Federal Cyber Crimes Division had traced everything. Payment records. Burner phones. VPN routes. The people who'd orchestrated this left digital fingerprints everywhere once you knew where to look.
The Consequences section made my stomach clench.
Rival player: Terminated by his team, facing civil suit from Andrew Anderson's legal team for defamation and invasion of privacy. Career effectively over.

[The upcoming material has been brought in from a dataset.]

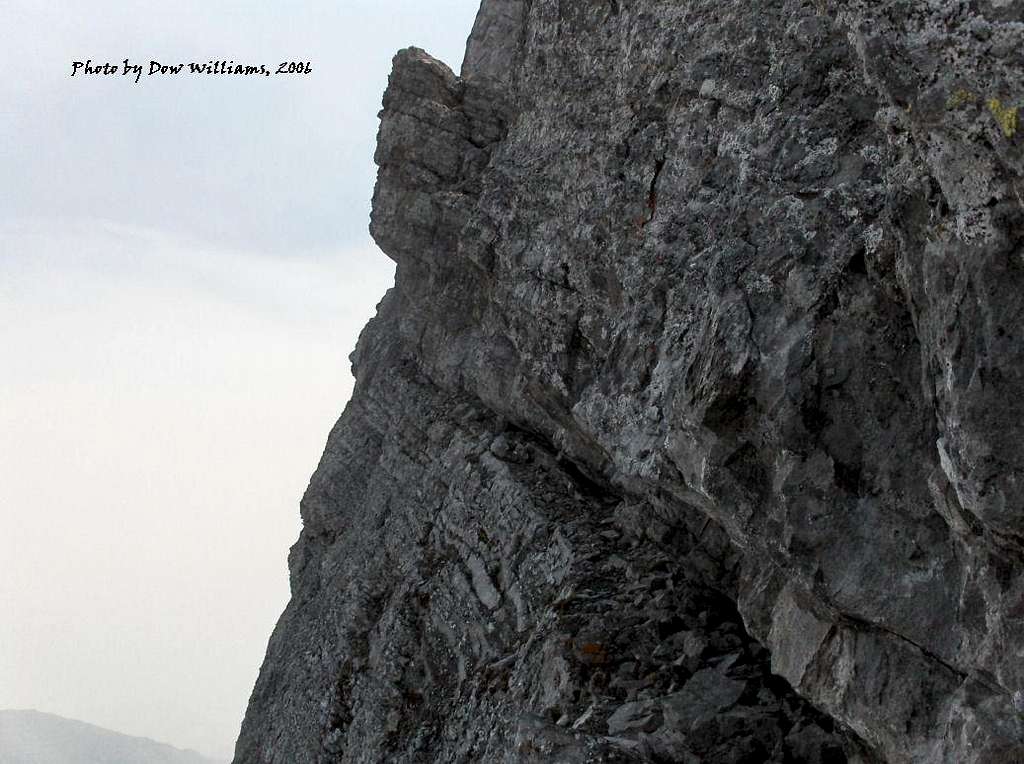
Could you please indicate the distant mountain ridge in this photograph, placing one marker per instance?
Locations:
(35, 737)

Sarah Klein: Posted public apology video, agreed to settlement payment. Her reputation was shredded.
Ruby Hill: Fired from NPR for "gross violation of editorial standards, unauthorized disclosure of unpublished material, and harm to colleague reputation." Flagged in industry databases.
The report ended with a personal note.
Nora, I want you to know that these actions were not about revenge. They were about accountability. What they did crossed legal and ethical lines, and the consequences reflect that. You didn't ask for this, but you deserved justice. — J.S.
I read it three times. Then I closed the laptop and pressed my palms against my eyes.
He'd dismantled my enemies like chess pieces. Methodically. Legally. Completely.
And somehow that made me want to cry and laugh at the same time.
My phone buzzed with a new Instagram DM request.
Sunflower: Ms. Grey, this is the girl from yesterday. I'm so, so sorry for what we did. We've been talking, and we realized how wrong we were. We want to make it right.
Her message continued: We started a support group called 'Team Nora'—not just for you, but for all the workers who get unfairly attacked online. We've been reporting fake accounts, correcting false information. We're 30 members strong now.
We know we can't undo what we did, but we want to show you that we learned. We'll keep fighting for you and those who need it. Our combat power is solid! 💪
I clicked the linked account. @TeamNora_Official had already posted threads debunking the smear campaign.
These kids had pivoted from attackers to advocates in forty-eight hours.
I typed back: Thank you for this. It means more than you know. Keep learning, keep questioning, and keep standing up for what's right. That's all I ask.
I set my phone down and stared at the ceiling.
Maybe this whole mess wasn't so bad after all.